As a result of the discussions among the symposium participants they issued a ‘plea’ (vädjan) to the Nobel Foundation (with copies sent to the Swedish minister of education and the Bank of Sweden Foundation, which funded the Nobel Symposia) that it would consider organizing a string of new symposia on issues which they suggested.Footnote 84 By way of illustrating what the group might come up with, four examples were given: the ‘emergence of new viral diseases’, nutritional requirements depending on genetic make-up, how to buffer the ‘shocks of new technology’, and the genetic engineering of crops.Footnote 85

The foundation did act on the ‘plea’, but not by adopting the suggested list. Instead, they proceeded with a collaboration with the Rockefeller Foundation initiated around four months before Nobel Symposium 14, which was connected with preparations for the UN environmental conference. In January 1970, Nils Ståhle met with Sverker Åström and provided him with a summary of the symposium discussions and a copy of the plea for a continuation.Footnote 86 The object of the meeting was to decide on a model for collaboration with the UN conference, including workshops sponsored by the Rockefeller and Nobel Foundations. They agreed that the Nobel Foundation should not decide topics for new symposia at the request of the UN conference organizers, but that such matters should be treated informally through individual contacts, which is what happened.

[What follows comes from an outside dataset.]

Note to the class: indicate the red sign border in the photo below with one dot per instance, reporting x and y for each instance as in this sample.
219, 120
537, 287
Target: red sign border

In spring 1970 the Nobel Foundation resumed discussions with Rockefeller concerning ‘selective collaboration’ on ‘small, high-level conferences on important contemporary concerns’.Footnote 87 Tiselius – again arguing in favour of the social-network model – suggested a small meeting involving the ‘wise men’ advisers for Nobel Symposium 14 to decide which topics were suitable for a more focused meeting that could feed into the planning process of the UN conference.Footnote 88 In 1971 a first workshop, under the title Contacts, Co-operation and Collaboration, would be held at the Rockefeller Foundation's Villa Serbelloni.Footnote 89 In the workshop programme it was pointed out that the topics discussed at Nobel Symposium 14, in particular North–South relations and also environmental problems, were extremely complex and that the many proposals for action in this area by various organizations were difficult to evaluate. Hence a new Nobel symposium in 1973 should be dedicated to that question. It was described as a ‘follow-up’ to Nobel Symposium 14, as well as a kind of evaluation of the UN conference that would take place in 1972. In this way, it was hoped, the Nobel Foundation could act as a ‘catalyzer for better co-operation’.Footnote 90 Nobel Symposium 26 on Coordination in the Field of Science and Technology was held in Oslo 1973 with half a dozen people from Nobel Symposium 14 participating.Footnote 91 Nobel Symposium 29, on Man, Environment, and Resources (1974) also derived its agenda from Symposium 14 and from the UN conference, with key participants (Barbara Ward, Maurice F. Strong) from the latter attending. Both symposia hence exemplify the medium-term effects of the intellectual agenda and network deriving from Symposium 14.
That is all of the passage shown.